Anyone who doubts Butler’s genius should pick up the first Butler novel or short-story collection at hand and begin reading. You will be hooked, not merely by Butler’s honed-to-perfection prose, but by her fiction’s uncanny ability to alter perspectives so gradually that, before realizing it, you are enmeshed in invented landscapes so satisfyingly well-imagined, so scrupulously thought-out, so remarkably detailed, and so painstakingly real (even when set on other planets or in the far future) that they never let you go, certainly not between sittings, and not even when you finish. Butler’s premises, plots, characters, and imagery will stay with you for years or, as in my case, decades. You never quite stop thinking about a Butler story because no one else has ever made you think about the past, the present, and the future as she does.

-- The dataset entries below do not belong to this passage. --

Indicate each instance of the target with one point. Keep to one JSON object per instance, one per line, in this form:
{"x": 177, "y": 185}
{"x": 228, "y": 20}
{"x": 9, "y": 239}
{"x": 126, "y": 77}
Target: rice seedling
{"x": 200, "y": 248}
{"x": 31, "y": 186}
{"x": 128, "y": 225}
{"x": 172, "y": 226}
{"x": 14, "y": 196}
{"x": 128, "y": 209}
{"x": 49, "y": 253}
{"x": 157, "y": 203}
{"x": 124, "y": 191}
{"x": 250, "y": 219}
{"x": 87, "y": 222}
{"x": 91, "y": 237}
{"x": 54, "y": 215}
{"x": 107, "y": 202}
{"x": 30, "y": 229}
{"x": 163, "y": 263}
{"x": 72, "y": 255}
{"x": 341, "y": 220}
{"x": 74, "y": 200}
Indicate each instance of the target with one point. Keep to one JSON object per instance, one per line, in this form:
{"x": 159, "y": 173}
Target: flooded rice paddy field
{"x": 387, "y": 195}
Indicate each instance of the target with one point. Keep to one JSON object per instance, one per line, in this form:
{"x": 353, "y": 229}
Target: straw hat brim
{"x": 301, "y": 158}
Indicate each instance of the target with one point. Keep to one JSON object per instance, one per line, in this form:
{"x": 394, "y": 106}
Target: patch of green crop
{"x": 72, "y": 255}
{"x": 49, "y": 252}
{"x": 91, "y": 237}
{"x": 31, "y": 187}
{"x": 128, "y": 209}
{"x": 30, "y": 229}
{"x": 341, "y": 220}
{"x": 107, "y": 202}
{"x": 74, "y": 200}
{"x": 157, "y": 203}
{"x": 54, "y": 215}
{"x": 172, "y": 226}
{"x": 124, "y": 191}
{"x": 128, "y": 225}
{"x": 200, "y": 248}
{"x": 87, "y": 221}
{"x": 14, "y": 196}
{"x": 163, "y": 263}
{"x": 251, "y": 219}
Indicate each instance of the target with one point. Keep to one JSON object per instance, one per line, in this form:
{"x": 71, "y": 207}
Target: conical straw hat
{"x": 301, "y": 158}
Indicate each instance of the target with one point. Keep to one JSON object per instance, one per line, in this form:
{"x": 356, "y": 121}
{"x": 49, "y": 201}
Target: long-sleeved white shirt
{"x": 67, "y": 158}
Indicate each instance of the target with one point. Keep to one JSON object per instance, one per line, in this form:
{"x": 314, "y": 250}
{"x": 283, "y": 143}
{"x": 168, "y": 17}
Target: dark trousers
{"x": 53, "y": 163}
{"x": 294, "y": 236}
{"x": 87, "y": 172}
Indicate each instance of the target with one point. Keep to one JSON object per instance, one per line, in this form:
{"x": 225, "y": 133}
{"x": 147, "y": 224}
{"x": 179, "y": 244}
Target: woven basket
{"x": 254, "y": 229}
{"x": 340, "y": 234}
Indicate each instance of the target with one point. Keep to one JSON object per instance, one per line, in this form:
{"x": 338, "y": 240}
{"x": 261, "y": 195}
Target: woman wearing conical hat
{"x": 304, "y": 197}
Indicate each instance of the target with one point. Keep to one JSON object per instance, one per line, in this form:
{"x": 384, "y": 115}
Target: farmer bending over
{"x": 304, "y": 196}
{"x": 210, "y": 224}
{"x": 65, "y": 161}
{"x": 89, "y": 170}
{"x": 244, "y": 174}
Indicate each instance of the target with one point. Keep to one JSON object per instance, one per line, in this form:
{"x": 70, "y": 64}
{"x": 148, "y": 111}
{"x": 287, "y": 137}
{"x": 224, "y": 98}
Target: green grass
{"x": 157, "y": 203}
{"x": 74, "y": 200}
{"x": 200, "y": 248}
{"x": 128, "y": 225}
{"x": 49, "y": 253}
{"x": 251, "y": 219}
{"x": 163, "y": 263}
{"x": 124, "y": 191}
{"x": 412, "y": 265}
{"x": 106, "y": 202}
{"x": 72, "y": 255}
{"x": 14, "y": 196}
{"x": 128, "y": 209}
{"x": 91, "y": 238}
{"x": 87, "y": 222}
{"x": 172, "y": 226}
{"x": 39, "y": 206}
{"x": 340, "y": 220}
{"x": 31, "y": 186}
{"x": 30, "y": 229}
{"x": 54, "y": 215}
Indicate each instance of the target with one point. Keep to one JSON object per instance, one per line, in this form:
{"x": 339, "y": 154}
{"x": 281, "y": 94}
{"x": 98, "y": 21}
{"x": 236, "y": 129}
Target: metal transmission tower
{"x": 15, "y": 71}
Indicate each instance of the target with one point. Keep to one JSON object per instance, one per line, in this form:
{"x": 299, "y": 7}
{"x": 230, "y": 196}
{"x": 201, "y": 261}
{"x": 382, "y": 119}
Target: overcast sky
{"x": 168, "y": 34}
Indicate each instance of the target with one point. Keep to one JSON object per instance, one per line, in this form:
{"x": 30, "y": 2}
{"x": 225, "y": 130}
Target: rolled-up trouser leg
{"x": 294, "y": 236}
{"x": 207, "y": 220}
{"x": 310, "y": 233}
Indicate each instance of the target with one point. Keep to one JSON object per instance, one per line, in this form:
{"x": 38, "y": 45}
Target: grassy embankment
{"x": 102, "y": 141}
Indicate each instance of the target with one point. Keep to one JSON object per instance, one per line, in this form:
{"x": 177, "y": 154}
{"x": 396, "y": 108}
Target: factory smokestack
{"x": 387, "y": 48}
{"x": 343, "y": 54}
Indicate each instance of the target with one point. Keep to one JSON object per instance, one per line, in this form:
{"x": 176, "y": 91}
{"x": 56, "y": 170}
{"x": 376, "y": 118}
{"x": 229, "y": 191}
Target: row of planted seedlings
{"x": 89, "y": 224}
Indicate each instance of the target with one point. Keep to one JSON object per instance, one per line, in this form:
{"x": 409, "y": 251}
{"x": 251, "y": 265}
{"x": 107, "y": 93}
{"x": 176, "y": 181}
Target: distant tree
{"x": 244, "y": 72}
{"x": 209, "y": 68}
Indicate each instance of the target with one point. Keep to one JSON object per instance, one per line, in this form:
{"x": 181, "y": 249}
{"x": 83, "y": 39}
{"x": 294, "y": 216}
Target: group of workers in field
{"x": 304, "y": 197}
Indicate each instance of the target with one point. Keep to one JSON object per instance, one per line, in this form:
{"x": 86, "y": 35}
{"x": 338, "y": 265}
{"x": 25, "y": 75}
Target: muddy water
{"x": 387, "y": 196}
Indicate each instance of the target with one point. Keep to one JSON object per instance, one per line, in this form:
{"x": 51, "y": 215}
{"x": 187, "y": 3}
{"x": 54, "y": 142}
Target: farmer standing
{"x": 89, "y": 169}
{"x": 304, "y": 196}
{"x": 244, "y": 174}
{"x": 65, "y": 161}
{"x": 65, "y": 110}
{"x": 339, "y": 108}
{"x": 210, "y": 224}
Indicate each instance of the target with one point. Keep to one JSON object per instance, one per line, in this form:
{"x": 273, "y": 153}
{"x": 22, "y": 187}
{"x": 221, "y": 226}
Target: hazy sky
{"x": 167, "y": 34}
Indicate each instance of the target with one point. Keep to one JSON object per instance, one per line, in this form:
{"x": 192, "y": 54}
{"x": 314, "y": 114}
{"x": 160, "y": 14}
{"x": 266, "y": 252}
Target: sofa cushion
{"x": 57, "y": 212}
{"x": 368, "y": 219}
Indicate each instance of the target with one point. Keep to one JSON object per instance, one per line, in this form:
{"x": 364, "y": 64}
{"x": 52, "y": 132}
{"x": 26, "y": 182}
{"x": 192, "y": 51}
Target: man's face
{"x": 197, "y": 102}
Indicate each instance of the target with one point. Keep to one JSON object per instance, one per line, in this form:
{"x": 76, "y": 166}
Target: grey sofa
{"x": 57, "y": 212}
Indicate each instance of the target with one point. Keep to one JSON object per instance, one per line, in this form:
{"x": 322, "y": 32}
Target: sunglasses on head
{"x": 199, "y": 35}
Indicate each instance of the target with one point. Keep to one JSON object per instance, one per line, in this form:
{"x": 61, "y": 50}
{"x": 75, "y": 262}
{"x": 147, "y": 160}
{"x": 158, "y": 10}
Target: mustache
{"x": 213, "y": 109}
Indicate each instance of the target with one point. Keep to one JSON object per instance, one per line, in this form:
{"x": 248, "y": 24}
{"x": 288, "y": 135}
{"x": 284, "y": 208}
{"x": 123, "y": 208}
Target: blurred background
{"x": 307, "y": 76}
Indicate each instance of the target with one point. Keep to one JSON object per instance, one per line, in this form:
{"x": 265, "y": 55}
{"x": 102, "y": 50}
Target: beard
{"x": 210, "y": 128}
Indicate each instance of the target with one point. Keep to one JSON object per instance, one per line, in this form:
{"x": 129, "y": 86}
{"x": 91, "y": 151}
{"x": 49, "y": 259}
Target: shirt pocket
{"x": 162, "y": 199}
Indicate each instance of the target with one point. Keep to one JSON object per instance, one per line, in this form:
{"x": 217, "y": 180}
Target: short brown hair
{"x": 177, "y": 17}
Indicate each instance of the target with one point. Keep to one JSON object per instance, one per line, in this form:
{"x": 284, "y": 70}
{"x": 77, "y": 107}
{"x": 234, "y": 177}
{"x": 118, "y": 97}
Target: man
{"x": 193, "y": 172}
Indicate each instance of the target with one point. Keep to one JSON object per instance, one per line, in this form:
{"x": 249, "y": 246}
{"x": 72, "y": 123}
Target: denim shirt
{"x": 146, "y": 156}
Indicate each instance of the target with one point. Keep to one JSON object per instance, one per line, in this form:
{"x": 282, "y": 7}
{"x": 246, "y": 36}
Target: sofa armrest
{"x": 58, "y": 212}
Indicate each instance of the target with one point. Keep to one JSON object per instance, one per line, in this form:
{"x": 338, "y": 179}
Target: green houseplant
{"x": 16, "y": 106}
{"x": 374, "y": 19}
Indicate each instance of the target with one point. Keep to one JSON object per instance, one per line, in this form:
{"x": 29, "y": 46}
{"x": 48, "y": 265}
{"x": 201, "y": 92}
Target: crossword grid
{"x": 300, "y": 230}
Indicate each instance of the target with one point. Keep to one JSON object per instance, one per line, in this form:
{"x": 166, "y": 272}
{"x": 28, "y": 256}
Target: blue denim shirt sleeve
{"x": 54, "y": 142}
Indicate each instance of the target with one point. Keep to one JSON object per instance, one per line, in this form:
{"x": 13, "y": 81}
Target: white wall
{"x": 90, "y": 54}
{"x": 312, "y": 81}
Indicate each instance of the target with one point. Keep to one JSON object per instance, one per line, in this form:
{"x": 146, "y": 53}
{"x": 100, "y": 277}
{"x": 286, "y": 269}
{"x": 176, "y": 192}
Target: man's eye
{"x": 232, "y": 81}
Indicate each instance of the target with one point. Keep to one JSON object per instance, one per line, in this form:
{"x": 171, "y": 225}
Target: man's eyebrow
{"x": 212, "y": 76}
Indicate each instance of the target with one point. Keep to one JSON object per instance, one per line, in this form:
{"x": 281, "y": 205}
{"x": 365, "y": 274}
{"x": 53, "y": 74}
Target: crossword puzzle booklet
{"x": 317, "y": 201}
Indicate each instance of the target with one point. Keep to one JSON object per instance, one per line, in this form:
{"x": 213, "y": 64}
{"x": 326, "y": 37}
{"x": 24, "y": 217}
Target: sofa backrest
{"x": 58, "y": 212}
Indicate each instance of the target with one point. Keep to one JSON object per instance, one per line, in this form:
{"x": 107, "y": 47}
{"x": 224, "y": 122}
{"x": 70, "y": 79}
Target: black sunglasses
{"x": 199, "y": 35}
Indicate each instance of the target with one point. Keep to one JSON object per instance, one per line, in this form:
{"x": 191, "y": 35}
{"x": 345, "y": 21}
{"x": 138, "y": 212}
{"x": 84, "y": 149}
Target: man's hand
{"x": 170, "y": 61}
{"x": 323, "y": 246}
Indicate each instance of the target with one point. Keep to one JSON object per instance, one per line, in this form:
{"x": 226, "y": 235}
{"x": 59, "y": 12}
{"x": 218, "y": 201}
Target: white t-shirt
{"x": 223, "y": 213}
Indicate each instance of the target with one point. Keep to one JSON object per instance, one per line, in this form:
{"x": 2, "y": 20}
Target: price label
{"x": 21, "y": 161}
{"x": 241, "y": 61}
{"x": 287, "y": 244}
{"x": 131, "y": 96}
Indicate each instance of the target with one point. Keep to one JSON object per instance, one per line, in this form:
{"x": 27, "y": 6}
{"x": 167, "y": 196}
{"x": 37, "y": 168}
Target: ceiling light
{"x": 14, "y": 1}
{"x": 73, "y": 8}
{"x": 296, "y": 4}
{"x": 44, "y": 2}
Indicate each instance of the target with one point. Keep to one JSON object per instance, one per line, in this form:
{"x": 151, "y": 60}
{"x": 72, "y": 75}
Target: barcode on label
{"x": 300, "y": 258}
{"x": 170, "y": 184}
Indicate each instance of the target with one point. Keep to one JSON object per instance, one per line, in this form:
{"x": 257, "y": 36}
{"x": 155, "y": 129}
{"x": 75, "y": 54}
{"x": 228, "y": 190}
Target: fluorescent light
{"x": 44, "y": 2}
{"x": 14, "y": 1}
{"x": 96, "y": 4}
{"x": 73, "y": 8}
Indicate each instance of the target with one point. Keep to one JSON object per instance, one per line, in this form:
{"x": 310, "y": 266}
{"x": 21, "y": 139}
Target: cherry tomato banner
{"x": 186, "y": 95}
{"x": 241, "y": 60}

You never quite stop thinking about a Butler story because no one else has ever made you think about the past, the present, and the future as she does.
My advice is always to begin at the beginning, with “Crossover,” before chronologically marching through Butler’s bibliography. Yet I rarely take this advice, for whenever I teach Butler’s fiction (meaning, every semester), I begin with her Hugo- and Nebula-award-winning novella Bloodchild. This tale of Gan, a boy living on an extrasolar planet whose indigenous dominant species, the Tlic, confine all human beings to an area called “the Preserve,” always shatters my students’ expectations about what science fiction is, what it can be, and even what it should be.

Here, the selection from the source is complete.